Ecco come 2.600 talenti immaginano il nostro futuro: il meglio della Dutch Design Week

Interessanti le sperimentazioni sul tema della riappropriazione di spazi fisici in un mondo che vive il paradosso di essere iperconnesso dai social ma in modo virtuale. Come Chairwave dello Studio Vouw, intrigante sistema di sedie a scomparsa posizionate in spazi pubblici, che si abbassano e si illuminano in modo da stimolare l’interazione reale tra estranei. Ma anche come la divertente The Office Jungle di Ingmar Nieuweboer, struttura geodetica che cerca di trasformare la monotonia dell’ufficio in un momento giocoso, sensoriale e soprattutto sociale.

Come trasformare i big data che dominano le nostre vite in materiali? Sfida affascinante alla quale ha cercato di rispondere per esempio il progetto Suslib, di Amir Houieh e Martijn de Heer, esplorazione di come lo spazio fisico di una biblioteca può incoraggiare la condivisione di conoscenza virtuale. Ma anche Sound of a Smart Home, progetto di bachelor della giovanissima Eva van der Born: un oggetto in grado di “raccogliere” tutti i big data degli oggetti di una smart home che dialogano tra loro, trasformandoli in suoni sempre differenti.

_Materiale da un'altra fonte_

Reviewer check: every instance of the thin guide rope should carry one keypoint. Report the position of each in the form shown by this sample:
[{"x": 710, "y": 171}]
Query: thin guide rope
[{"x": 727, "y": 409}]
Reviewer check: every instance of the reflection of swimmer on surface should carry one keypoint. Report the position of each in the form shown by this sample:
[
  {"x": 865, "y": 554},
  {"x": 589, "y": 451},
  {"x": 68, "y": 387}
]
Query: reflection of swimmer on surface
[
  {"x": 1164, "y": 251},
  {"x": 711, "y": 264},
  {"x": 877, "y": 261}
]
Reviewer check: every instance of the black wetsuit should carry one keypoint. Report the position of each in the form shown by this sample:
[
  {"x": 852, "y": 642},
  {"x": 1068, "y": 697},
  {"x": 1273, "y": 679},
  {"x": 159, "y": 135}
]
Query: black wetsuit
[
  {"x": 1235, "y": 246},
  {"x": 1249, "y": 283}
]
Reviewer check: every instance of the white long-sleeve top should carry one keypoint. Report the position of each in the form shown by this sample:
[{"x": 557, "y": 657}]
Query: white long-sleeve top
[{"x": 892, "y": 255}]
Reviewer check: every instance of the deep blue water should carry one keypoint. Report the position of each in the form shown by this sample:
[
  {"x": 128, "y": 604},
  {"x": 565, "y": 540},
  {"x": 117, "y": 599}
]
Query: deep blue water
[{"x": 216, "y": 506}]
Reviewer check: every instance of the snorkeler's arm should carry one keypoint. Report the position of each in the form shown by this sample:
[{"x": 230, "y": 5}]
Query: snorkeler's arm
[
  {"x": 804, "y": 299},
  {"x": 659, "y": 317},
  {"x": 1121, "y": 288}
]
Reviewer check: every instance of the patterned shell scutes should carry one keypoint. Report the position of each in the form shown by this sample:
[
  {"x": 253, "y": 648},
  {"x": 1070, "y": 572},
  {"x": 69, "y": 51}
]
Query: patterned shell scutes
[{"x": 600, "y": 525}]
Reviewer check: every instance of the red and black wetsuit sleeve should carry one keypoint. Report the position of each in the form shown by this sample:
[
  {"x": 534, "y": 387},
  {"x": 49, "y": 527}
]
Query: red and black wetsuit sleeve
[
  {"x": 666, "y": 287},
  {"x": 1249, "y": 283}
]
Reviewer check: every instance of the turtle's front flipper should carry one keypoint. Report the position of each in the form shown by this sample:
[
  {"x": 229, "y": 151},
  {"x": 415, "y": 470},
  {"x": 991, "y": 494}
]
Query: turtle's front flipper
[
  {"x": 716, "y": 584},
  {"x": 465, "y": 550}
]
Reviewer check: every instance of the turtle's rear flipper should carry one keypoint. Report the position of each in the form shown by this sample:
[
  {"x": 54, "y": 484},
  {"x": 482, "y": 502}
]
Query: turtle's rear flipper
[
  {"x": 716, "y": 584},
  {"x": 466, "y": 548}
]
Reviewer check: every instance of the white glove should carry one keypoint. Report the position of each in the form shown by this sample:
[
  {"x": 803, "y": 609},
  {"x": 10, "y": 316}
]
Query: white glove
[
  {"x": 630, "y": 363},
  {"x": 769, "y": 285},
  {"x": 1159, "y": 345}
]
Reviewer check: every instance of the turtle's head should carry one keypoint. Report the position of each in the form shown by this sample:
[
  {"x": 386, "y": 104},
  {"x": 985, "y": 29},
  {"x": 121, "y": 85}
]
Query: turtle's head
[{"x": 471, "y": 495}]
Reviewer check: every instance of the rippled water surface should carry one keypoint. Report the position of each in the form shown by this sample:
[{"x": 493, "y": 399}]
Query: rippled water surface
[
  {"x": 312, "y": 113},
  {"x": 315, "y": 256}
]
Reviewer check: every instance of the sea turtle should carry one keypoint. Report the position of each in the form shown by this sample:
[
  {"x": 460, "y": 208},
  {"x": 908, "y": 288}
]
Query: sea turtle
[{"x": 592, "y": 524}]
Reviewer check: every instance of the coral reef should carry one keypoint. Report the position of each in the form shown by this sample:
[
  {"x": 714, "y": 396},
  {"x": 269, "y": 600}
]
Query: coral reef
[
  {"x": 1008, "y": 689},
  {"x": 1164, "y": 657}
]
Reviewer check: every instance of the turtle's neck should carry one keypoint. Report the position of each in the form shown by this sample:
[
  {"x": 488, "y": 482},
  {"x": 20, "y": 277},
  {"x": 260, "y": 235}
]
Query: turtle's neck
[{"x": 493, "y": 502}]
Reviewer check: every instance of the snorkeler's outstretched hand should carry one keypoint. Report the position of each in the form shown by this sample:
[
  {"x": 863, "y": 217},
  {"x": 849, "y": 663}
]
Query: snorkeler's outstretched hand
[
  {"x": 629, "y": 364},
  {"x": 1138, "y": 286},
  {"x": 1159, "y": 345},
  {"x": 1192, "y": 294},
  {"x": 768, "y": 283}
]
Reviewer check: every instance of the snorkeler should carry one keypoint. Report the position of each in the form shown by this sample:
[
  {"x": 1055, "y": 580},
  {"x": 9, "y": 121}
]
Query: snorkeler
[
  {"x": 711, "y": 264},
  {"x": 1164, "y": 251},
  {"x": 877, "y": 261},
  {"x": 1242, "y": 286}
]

Il potere della collaborazione tra culture e discipline differenti è stato invece esplorato tra gli altri da Collaboration O, collettiva di 12 tra artisti e designer, ma anche da Isola Design District, costola del Fuorisalone nata per promuovere nuovi volti del distretto milanese: a Eindhoven ha portato una mostra coi lavori di 35 designer.

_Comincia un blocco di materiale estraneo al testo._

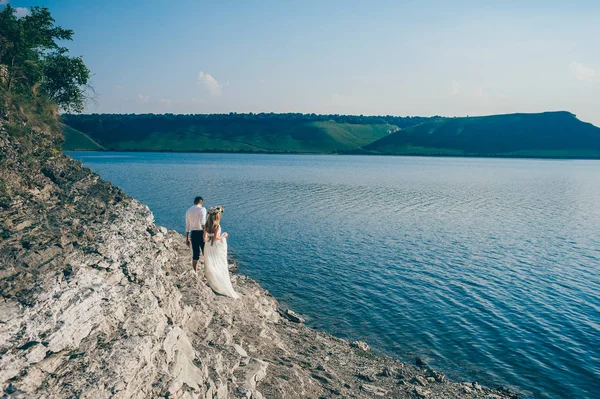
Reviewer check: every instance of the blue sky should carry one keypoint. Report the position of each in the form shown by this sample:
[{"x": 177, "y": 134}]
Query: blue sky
[{"x": 448, "y": 58}]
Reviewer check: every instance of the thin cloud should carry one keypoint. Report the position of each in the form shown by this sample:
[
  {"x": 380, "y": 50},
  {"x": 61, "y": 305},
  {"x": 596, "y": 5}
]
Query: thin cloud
[
  {"x": 455, "y": 88},
  {"x": 583, "y": 72},
  {"x": 215, "y": 88},
  {"x": 21, "y": 12}
]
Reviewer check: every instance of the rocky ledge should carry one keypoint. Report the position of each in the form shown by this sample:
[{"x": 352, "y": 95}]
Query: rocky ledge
[{"x": 99, "y": 302}]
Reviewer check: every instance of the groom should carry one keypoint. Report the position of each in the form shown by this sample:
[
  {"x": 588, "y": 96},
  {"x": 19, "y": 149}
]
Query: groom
[{"x": 195, "y": 219}]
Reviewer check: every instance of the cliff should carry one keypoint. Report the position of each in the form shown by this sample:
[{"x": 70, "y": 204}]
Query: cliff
[
  {"x": 541, "y": 135},
  {"x": 96, "y": 301}
]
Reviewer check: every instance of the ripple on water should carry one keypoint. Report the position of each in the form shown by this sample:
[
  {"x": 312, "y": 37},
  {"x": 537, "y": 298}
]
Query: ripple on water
[{"x": 487, "y": 268}]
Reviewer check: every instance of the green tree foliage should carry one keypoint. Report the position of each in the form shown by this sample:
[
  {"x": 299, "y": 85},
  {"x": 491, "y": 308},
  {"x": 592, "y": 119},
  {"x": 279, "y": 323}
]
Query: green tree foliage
[{"x": 32, "y": 60}]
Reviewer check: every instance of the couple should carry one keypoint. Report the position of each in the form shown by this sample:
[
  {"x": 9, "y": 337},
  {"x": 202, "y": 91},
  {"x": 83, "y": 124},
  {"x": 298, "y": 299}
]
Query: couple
[{"x": 204, "y": 233}]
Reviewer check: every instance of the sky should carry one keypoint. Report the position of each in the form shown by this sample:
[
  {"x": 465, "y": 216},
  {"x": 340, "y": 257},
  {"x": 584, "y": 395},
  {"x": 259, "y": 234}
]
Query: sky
[{"x": 449, "y": 58}]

Sul versante dell’inclusive design, molto interessante il progetto See-eat-through, set da tavola disegnato da Aurore Brard (designer già presente alla rassegna milanese dell’anno scorso) per chi ha enormi problemi di vista: il bicchiere, per esempio, rende visibile il livello dell’acqua versata grazie al contrasto creato dal colore del calice, mentre le impugnature delle posate ricalcano le diverse forme di cucchiai, forchette e coltelli.

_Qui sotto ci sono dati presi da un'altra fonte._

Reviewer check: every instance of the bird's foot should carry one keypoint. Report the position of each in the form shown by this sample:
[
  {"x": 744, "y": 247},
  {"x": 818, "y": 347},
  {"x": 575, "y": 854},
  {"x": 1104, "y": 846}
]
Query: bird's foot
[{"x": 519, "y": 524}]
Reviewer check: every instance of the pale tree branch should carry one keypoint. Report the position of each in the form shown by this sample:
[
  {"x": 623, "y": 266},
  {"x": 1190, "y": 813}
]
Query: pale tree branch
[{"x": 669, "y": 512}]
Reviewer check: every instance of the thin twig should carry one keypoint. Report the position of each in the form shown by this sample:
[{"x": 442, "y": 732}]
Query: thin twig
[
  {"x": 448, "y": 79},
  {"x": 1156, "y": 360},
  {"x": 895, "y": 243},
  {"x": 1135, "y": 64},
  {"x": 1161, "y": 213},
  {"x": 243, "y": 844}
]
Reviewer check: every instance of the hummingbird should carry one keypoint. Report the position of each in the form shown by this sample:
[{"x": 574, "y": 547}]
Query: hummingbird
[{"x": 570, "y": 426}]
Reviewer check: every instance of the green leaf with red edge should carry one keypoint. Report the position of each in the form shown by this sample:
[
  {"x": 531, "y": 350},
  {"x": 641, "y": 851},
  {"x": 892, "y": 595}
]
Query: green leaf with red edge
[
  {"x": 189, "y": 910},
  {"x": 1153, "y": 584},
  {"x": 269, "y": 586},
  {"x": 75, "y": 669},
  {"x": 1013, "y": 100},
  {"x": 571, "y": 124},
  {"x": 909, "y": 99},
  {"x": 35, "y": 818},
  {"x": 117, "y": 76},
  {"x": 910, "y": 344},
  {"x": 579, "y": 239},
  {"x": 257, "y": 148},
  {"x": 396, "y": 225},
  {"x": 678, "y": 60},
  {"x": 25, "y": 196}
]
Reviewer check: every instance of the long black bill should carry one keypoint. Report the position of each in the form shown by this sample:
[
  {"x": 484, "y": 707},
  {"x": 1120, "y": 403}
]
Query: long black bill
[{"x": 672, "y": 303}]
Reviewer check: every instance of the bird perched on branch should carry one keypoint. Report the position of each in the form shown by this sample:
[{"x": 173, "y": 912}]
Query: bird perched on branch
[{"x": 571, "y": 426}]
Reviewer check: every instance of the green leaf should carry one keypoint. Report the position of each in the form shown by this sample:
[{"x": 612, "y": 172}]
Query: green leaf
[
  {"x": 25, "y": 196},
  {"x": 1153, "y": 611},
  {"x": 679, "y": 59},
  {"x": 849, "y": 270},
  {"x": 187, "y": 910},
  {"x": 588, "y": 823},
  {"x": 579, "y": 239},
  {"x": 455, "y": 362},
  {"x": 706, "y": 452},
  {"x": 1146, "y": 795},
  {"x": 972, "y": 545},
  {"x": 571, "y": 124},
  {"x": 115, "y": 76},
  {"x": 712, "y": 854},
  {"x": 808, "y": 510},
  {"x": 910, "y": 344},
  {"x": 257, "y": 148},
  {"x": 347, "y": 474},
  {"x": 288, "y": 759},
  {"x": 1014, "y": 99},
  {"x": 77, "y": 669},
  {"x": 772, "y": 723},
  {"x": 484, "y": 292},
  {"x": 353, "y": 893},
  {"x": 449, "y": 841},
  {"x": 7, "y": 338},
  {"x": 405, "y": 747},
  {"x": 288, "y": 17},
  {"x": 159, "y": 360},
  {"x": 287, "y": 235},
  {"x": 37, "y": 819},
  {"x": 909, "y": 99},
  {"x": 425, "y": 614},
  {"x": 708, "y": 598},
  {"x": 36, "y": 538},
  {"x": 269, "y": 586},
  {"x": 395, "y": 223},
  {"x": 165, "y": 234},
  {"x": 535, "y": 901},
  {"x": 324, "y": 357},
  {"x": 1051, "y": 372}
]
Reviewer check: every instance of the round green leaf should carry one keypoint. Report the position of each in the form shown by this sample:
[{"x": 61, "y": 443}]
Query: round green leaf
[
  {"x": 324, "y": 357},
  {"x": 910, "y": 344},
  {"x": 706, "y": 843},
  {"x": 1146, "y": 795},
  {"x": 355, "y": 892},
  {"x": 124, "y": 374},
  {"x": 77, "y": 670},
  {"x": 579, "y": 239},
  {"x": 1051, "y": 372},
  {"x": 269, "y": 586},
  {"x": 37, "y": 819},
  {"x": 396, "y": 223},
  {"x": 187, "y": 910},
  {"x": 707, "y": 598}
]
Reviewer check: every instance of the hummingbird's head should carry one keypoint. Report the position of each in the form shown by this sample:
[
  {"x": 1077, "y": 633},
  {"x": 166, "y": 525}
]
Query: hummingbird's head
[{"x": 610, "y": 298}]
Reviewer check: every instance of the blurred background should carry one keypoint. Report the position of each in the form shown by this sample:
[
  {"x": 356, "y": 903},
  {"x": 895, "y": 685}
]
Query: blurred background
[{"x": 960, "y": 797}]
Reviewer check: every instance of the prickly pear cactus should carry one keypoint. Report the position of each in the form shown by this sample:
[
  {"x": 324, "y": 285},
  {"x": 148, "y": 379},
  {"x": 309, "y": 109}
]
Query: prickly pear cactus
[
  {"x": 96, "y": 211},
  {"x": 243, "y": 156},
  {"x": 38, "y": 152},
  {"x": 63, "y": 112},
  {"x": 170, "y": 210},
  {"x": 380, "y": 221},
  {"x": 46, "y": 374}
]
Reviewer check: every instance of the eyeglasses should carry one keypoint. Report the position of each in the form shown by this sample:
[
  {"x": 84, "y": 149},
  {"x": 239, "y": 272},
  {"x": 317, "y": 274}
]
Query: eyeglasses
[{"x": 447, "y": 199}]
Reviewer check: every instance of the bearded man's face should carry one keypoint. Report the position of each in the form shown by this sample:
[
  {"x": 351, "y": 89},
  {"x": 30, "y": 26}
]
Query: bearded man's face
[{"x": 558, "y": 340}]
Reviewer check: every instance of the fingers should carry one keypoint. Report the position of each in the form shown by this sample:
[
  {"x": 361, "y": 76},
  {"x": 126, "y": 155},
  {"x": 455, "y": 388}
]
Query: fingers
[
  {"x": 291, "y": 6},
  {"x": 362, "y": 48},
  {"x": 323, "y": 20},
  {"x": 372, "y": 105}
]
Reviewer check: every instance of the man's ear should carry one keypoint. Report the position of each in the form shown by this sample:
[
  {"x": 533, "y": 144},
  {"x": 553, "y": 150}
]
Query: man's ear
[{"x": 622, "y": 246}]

La colossale ex fabbrica di prodotti caseari Campina ha invece ospitato le opere di bachelor e master della Design Academy Eindhoven, nata nel lontano 1955, celebre per il suo approccio non convenzionale e interdisciplinare. Tra gli oltre 180 lavori esposti meritano un cenno il The Mechaphony della newyorchese Colette Aliman, opera di design contestuale che esplora il rapporto tra l’uomo e il suono, ma anche il social design di Microbial Self, ingegnosa serie di maschere ideate dall’austriaca Valerie Daude per misurare la quantità di microrganismi presenti nel nostro corpo illuminandosi di conseguenza.